Richter Orlet nicht zu fassen

■ Baden-Württembergs Justizminister Thomas Schäuble verzichtet auf ein Disziplinarverfahren

Karlsruhe (taz) – Das baden-württembergische Justizministerium will nicht disziplinarisch gegen den Mannheimer Skandalrichter Rainer Orlet vorgehen. Das erklärte Justizminister Thomas Schäuble gestern im Landtag beim zweiten Parteienspitzengespräch in Sachen Orlet. Am Mittwoch hatten die Fraktionsspitzen von SPD, CDU, Bündnisgrünen und FDP einen entsprechenden „Prüfauftrag“ erteilt. Orlet hatte im August als Verfasser eines Urteils des Mannheimer Landgerichts das Engagement des NPD-Vorsitzenden Deckert gegen „jüdische Ansprüche aus dem Holocaust“ grundsätzlich positiv bewertet.

Wegen der richterlichen Unabhängigkeit sei Gegenstand des Verfahrens nicht das Urteil des Mannheimer Landgerichts gewesen, sondern spätere Presseäußerungen von Orlet, erläuterte Schäubles Pressesprecher.

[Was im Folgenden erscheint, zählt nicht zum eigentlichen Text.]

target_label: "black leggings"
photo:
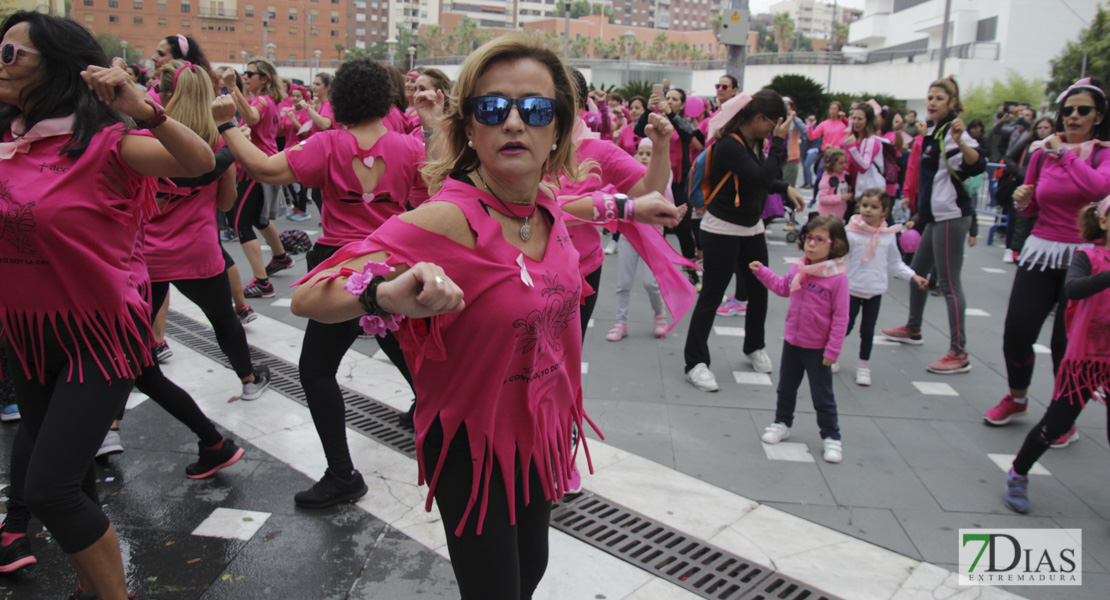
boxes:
[848,294,882,360]
[297,244,413,477]
[1002,266,1068,389]
[150,273,254,379]
[231,177,270,244]
[1013,395,1110,475]
[424,419,552,600]
[685,231,767,372]
[8,325,134,555]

Die Abgeordnete Birgit Bender von den Bündnisgrünen zeigte sich enttäuscht: „Wenn Orlet via Presse einem bekannten Rechtsradikalen die Freundschaft anbietet, dient das wohl nicht der rechtlichen Erläuterung seines Urteils.“ Gegenüber der Süddeutschen Zeitung hatte Orlet unter anderem gesagt, er könne sich gut vorstellen, mit Deckert privat befreundet zu sein.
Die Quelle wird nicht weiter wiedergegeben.